以前は画家をしていた Crevoshay 氏は、絵画に対するのと同じアプローチでジュエリー作品に取り組んでいます。複数の技法を組み合わせて、見た人の目に素晴らしい色合いを映し出す宝石を選び、昆虫、葉、景色などをモチーフに作品を作り上げます。 5つの展示ケースには、プライベートコレクションから選りすぐりの32点のジュエリーが展示されており、その美しさが来訪者を魅了します。 その一例として、蘭からインスピレーションを受けて作られた作品、海洋動物を形どった作品、抽象作品などが挙げられます。 優れた作品が多すぎて、一番好みの作品を選択することは難しいのですが、 「Jessie(ジェシー)」と「Maia’s Gift(マイアのギフト)」という2つの印象的な花のブローチは、そのカラフルなコントラストが話題になっています。 ジェシーブローチ(写真1)はピンクとイエローのサファイアとぺリドットとが組み合わせられ、マイアのギフトブローチ(写真2)はツァボライトガーネット、ピンクとイエローのサファイア、ダイヤモンドがあしらわれており、それぞれが格別な作品に仕上がっています。 こういった明るくて澄んだ色同士の組み合わせは伝統的ではありませんが、最終的によく調和して、 大胆で楽しい作品となっています。 さらに、Crevoshay 氏は作品の中で、ダイヤモンドや「ビッグスリー(ルビー、サファイア、エメラルド)」以外の予想外な宝石を用いることが重要かつ革新的であることを示しています。Tsaritsa イヤリング(写真3)はその代表例と言えます。 このイヤリングは、アジュライト(藍銅鉱)とマラカイトのカボションを特徴とし、ツァボライトがセンターストーンとしてセッティングされています。

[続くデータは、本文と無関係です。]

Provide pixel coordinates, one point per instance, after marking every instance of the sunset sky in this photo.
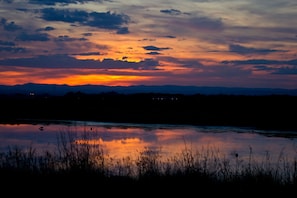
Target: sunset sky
(232, 43)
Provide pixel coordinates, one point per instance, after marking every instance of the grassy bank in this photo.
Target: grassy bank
(85, 168)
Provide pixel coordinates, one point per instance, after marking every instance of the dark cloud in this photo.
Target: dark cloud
(154, 48)
(65, 61)
(65, 38)
(47, 28)
(8, 46)
(286, 71)
(171, 12)
(169, 36)
(12, 49)
(261, 62)
(105, 20)
(32, 37)
(274, 66)
(7, 43)
(249, 50)
(207, 23)
(153, 53)
(281, 70)
(87, 54)
(87, 34)
(123, 30)
(54, 2)
(9, 26)
(7, 1)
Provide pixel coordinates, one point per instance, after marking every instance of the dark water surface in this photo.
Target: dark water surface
(119, 140)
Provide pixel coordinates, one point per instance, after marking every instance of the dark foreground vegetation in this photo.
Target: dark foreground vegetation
(265, 112)
(84, 169)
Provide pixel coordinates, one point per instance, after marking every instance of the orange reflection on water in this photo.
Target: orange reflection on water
(118, 148)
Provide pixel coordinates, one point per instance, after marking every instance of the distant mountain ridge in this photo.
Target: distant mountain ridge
(54, 89)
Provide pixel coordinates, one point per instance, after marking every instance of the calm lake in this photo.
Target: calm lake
(119, 140)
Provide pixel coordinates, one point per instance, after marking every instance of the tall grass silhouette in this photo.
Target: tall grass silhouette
(80, 162)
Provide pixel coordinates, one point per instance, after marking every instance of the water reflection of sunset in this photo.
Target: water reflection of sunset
(122, 140)
(119, 148)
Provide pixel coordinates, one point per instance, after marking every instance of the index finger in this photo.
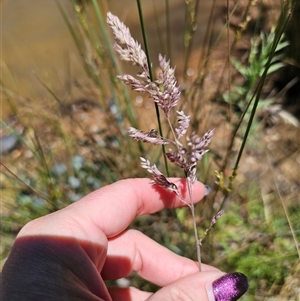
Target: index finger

ダイヤモンド。 写真提供:Paula Crevoshay

写真提供:Paula Crevoshay
鉱物学博物館の保全チームにより、作品1点につきコレクションから2つの原石標本が展示されているので、採鉱、切削、セッティングの関係を深く理解することができます。 この標本は、鉱物や宝石がどのように結晶化されるのを観察したり、宝石の切削者が、石の完成品にどのようにして輝きを与えるかを学ぶのに最適です。
Crevoshay 氏の次のビジョンは、使用する宝石の起源をジュエリーの中に表現することです。宝石の各産地を反映した美しい作品を作ることを目指したいと考えています。 ブレスレット「Rainbow over Montana(モンタナにかかる虹)」(写真4)は、この新しいビジョンを反映した作品である可能性があります。 この作品では、さまざまな色合いのピンクや、濃い青、緑がかったグレーに至るまで、モンタナサファイアのあらゆる色が引き立てられています。 完全な透明であったり、肉眼で見える乳白色のインクルージョンを持つなど、珍しい特徴を持った石があしらわれており、私たちを待ち構える未知の旅への期待を膨らませてくれます。

『Illuminations, from Earth to Jewel(イルミネーション − 地球から宝石へ)』展は、フランスの ParisTech School of Mines(パリ国立高等鉱業学校)にある鉱物学博物館にて2017年2月1日まで開催されています。 一般入場料は6ユーロです。 また、学生および高齢者の入場料は3ユーロ、12歳未満のお子様は無料です。 鉱物学博物館の開館時間は、火曜日から金曜日までの午後1時30分から午後6時、土曜日の午前10時から午後12時30分及び午後2時から午後5時までです。日曜日と月曜日は閉館です。
Marie Chabrol は、宝石・ジュエリー業界を専門とし、パリで活躍する独立したジャーナリストです。